Why wheelchairs are essential medical aids during the Covid-19 pandemic
Before the Covid-19 outbreak, the British Red Cross was one of the UK’s largest suppliers of wheelchairs. Now, our wheelchairs are helping the NHS keep patients safe
Red Cross commitment to help
When you think of someone in hospital with Covid-19, a wheelchair probably isn’t the first medical aid to come to mind. But along with ventilators, oxygen masks and hospital beds, wheelchairs are vital to helping the NHS tackle the pandemic.
Since the outbreak started, the British Red Cross has supplied wheelchairs to more than 30 hospitals up and down the UK, including the Nightingale Hospital in Birmingham. We’ve also been using our wheelchairs to help people get home after their hospital treatment. In many cases, our volunteers then follow up with weeks of home visits, helping people get whatever they need to feel safe at home again - from food and medicines to links to online exercise classes.

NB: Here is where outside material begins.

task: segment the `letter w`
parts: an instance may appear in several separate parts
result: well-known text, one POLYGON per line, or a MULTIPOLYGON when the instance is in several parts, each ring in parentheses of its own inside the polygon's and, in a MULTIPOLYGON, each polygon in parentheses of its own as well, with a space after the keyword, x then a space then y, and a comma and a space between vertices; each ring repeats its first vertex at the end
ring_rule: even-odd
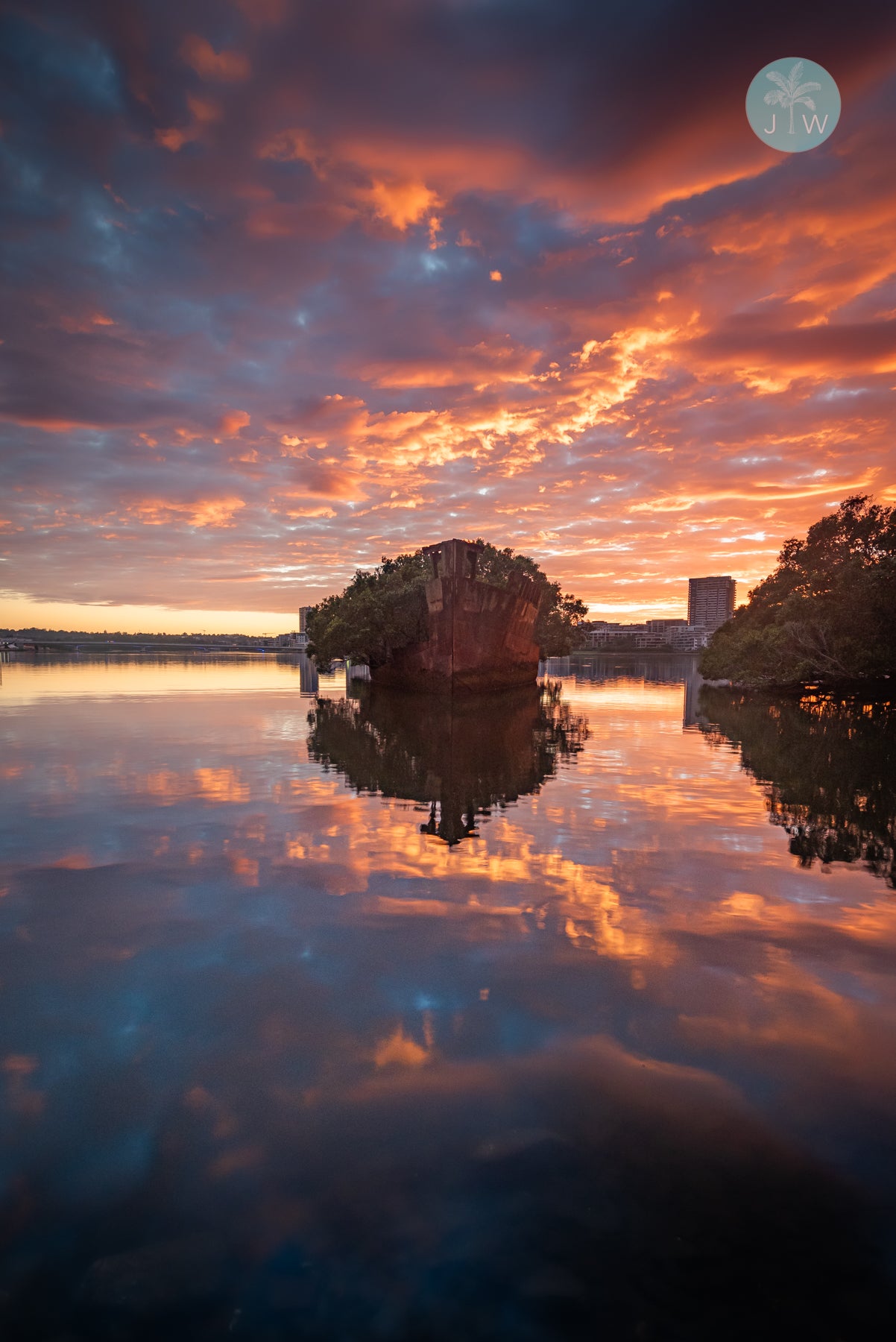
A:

Wheelchairs and the Red Cross: a history of helping
Supporting the NHS through our wheelchair service and volunteers is just one more chapter in a shared history that goes back decades. And even before the NHS was formed, we helped injured servicemen coming home from the First World War, plus others who needed help getting around. After the war ended, the Red Cross continued to offer wheelchairs to people with mobility issues. Then when the NHS was born in 1948, they were happy for the Red Cross to keep our wheelchair service going as they had a lot of other priorities.
By the beginning of 2020, we had wheelchair services in 140 communities across the UK. Together, they supplied over 50,000 wheelchairs annually for people with short-term mobility problems, such as a broken leg or illness. People can hire our wheelchairs - plus commodes and other aids - for a lower price than in other shops and nobody is turned away if they can’t afford the fee.
Our 106-year-old wheelchair service immediately changed direction
Then the Covid-19 pandemic hit. Suddenly, people could no longer come to us to get their wheelchairs and many of our hundreds of volunteers had to socially isolate at home .
In a groundbreaking partnership with Big Yellow Storage, we are storing wheelchairs in 27 storage locations around the country free of charge. From there, volunteers can pick them up and bring them to hospitals to take people home after they finish treatment, and patients can keep the wheelchairs for free for six weeks if they need them.
Through this time of huge change, our community wheelchair service also stayed open. In Sussex, for instance, just months ago we had 180 volunteers working for our wheelchair service across 37 locations. Once the lockdown started, 160 of them had to stop volunteering and the remaining 20 had to volunteer from home. The wheelchair team immediately realised that while some of their locations could stay open, most people couldn’t get to them. They needed to ramp up their home delivery service instead.
First, they quickly created a core of five locations and moved their delivery vehicles there. Once they had identified their skeleton staff, the service emailed and called GPs, pharmacists, hospital discharge lounges and patient liaison teams.
The message was: “We’re still here and we want to support both hospital discharges and home deliveries”. Our teams also worked with other community groups so we could reach people from both sides - those in need at home as well patients leaving hospital - to make sure that everyone who needed a wheelchair could get one.
- Learn more about our Red Cross wheelchair service
Help leaving hospital and afterwards
Our services often help clear wards, which means taking home patients with other conditions so the beds can be used for Covid-19 patients. They may be leaving hospital sooner than they would have otherwise. Other times, patients need the wheelchair to get around even if they have recovered from what originally put them in hospital.
One woman from Hampshire shared that she just had her second knee replacement. Our equipment helped make her life a lot easier, she said, especially as she has to work full time. In another case, a 14-year-old boy who lives in Kent and has rheumatoid arthritis has been waiting to see a specialist at a London children’s hospital. Our wheelchair loan helps him get out with his family until then, and they will use it to bring him to his hospital appointments.
“No one should have to stay in hospital for lack of a wheelchair or other mobility aid,” said Geoff Cheshire, head of the British Red Cross mobility aid service. “And vulnerable people with mobility challenges shouldn’t feel trapped in their own homes, especially at a time when we are already self-isolating.”
As with so many services, we expect that Covid-19 will leave the wheelchair service changed for the better. While we will still operate in many communities, the home delivery service will play an increasingly important role in getting wheelchairs to people who need them.
“The lack of a mobility aid can prevent someone from doing even simple tasks around the house, let alone enjoying some meaningful exercise, indoors or out,” said Geoff.
“Those concerns can be the difference between someone having to stay in hospital or being able to return home, and we want clinicians and emergency responders embedded in communities to know we are here to support them.”